Model Management

Register, version, and deploy AI models across environments.

Model Registry

The Model Registry is the central catalog for all AI models in your organization. It stores model artifacts, metadata, version history, and deployment status in a single source of truth. Every model registered in the platform gets a unique identifier and can be referenced across training jobs, inference endpoints, and A/B tests.

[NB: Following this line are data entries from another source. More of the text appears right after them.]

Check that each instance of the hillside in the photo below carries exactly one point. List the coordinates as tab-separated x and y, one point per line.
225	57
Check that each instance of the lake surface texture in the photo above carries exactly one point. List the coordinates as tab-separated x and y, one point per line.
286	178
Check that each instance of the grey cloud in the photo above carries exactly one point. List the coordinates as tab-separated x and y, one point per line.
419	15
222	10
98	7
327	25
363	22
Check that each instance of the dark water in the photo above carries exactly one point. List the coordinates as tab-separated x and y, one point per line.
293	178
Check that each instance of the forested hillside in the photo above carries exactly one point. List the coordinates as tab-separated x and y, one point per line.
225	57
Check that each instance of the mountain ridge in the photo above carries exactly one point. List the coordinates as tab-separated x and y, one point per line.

Models are organized by name and version. Each version is immutable once published — this guarantees reproducibility and makes rollbacks straightforward.

Registering a Model

Use the Riven CLI to register a new model. The CLI uploads your model artifacts to the platform's object store and creates a registry entry with the specified metadata.

Terminal
bash
# Register a new model from a local directory
riven models register \
  --name my-model \
  --framework vllm \
  --version 1.0.0 \
  --path ./model-weights/ \
  --description "Fine-tuned Qwen3 for summarization"
 
# Register from a Hugging Face repo
riven models register \
  --name qwen3-8b \
  --framework vllm \
  --source hf://Qwen/Qwen3-8B

Model uploads are streamed and resumable. If the upload is interrupted, re-running the same command will pick up where it left off.

Model Versions

Every model supports multiple versions. Versions follow semantic versioning and can be promoted through stages: staging, production, and archived.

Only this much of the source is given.